Learning to exercise: the role of upper-secondary schools for elite athletes in the development of training for cross-country skiing
Facts
- Contact person:
- Daniel Svensson
- Financer:
-
- The Swedish Research Council for Sport Science
- Responsible at MaU:
- Daniel Svensson
- Time frame:
- 01 January 2018 - 31 December 2022
- Faculty/department:
- Research subject:
Project description
This project is focused on the history and development of the Swedish upper-secondary schools for elite athletes (in Swedish: idrottsgymnasium), started in the early 1970s. Discussions about talent management in Sweden had been ongoing during the 1960s. It had become apparent that to be an elite athlete in many sports had become more time-consuming, following the accelerating sportification of sports such as skiing, football and tennis.

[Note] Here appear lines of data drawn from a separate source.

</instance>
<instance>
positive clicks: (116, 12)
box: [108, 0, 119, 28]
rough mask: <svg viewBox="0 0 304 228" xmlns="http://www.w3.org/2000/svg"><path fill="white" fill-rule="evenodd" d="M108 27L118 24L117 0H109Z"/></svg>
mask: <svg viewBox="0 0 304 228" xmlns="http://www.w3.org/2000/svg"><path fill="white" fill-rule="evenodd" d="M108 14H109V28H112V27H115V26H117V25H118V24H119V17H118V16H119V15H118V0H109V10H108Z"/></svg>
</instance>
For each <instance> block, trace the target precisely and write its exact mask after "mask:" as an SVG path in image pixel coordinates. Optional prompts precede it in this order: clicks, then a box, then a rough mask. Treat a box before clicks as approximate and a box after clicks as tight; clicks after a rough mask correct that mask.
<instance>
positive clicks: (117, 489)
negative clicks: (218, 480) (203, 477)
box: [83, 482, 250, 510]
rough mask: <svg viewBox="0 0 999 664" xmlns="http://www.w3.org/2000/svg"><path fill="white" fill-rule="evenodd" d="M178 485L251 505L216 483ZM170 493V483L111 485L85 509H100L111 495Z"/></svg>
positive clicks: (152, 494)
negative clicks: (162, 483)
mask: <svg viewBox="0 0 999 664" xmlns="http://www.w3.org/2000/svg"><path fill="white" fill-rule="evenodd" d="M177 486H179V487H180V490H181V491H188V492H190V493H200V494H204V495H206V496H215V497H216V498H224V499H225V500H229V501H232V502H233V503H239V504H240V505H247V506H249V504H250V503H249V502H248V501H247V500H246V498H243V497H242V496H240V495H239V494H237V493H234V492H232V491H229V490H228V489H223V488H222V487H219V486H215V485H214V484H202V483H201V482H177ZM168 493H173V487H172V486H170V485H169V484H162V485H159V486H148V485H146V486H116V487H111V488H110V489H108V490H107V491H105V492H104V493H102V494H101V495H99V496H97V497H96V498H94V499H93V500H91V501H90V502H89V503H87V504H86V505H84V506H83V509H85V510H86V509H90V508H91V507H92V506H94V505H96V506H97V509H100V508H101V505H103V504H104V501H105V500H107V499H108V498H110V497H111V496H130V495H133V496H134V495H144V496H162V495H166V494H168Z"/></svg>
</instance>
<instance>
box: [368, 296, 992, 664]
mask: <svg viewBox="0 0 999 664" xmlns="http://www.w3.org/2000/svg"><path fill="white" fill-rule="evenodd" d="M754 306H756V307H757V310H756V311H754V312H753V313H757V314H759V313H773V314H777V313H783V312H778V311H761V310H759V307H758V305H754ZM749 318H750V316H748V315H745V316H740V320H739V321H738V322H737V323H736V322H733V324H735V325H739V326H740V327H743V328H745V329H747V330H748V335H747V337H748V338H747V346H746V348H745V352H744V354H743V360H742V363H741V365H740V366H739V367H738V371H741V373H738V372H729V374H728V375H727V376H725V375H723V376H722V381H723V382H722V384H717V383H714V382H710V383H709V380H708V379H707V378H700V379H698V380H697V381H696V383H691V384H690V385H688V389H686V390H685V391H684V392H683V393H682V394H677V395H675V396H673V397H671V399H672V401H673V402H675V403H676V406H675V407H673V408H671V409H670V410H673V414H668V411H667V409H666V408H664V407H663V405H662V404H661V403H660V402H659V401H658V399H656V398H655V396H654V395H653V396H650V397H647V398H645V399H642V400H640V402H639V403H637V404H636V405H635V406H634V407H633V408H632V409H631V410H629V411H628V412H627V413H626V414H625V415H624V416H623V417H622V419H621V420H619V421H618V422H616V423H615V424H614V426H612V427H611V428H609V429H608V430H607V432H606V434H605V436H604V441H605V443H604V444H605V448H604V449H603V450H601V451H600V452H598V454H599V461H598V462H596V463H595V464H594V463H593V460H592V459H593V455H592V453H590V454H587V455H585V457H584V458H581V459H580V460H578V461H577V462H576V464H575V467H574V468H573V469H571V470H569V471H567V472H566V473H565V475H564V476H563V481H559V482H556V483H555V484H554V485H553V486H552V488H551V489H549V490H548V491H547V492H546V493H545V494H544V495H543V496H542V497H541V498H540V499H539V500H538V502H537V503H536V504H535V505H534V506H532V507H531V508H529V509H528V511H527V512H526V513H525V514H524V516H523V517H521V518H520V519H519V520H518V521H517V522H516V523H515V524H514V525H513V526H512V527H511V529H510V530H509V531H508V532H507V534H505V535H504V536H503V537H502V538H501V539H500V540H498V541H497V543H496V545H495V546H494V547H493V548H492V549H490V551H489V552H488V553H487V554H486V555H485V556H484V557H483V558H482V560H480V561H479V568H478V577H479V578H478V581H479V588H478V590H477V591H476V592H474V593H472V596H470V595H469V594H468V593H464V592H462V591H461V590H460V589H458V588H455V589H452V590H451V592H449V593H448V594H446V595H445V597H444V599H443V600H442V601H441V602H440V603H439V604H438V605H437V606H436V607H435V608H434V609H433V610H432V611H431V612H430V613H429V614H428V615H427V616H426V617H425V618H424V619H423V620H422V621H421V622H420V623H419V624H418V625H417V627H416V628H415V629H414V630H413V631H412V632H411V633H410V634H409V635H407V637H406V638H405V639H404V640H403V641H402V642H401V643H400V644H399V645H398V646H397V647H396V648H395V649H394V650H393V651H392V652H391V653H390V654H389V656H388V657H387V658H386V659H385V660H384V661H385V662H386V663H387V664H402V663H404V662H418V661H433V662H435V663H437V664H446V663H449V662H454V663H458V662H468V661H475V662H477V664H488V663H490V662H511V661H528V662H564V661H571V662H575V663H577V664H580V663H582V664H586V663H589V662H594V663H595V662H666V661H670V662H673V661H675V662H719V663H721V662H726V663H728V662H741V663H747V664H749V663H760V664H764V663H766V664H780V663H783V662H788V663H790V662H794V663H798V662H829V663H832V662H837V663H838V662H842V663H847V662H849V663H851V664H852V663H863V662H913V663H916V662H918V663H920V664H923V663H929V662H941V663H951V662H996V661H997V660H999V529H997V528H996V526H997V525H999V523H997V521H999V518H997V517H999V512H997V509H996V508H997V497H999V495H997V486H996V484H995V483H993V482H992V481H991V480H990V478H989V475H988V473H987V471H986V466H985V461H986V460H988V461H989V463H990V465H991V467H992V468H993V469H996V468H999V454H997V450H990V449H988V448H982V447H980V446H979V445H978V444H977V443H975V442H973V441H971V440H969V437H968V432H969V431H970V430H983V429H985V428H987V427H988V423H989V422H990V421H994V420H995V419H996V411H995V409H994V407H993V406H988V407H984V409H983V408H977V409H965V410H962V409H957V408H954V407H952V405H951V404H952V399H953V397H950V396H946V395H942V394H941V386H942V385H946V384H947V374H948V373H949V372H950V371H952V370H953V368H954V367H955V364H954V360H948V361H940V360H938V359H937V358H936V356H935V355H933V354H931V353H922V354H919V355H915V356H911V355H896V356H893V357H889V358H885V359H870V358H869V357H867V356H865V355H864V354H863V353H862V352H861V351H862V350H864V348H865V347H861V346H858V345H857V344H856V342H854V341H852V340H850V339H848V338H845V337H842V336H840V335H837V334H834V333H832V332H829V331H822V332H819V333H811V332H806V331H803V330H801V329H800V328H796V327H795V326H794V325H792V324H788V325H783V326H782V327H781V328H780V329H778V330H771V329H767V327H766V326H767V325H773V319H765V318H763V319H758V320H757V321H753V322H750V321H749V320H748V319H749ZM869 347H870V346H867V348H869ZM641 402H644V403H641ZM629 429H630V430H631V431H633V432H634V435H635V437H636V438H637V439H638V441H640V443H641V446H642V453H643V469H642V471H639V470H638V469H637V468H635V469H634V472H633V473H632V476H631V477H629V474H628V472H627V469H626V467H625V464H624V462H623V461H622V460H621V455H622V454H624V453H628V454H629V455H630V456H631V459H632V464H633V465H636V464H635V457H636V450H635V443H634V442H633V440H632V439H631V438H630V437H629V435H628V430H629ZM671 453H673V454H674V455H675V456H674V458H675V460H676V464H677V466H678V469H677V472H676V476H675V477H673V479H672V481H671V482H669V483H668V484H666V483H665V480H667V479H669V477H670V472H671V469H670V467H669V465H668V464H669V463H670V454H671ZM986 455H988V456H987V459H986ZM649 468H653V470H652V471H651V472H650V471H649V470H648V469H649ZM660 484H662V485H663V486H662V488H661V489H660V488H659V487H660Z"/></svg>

There were concerns in many sport associations that earlier specialization and increasing training load was needed, and that this was hard to achieve without integrating sport-specific training in the upper-secondary school system. In 1972, the first two test schools were up and running. They admitted some 80 students in seven sports, based on proven ability and on potential.
The students were evaluated both for their performance as students and as athletes, by the teachers and coaches respectively. It was, despite some minor problems during the first years, deemed a success. More schools were added and a decade later, in 1982, the test was made permanent. By then, the sport schools had gotten their own school subject, Special sport (Specialidrott), which allowed for training as part of the curriculum and graded like other subjects.
In little more than a decade, Sweden had initiated, expanded and made permanent a system of sport schools across the country. Elite sport education in 1970s Sweden was part of a broader process of specialization and scientization where the need for more and better training at an early career phase became increasingly important.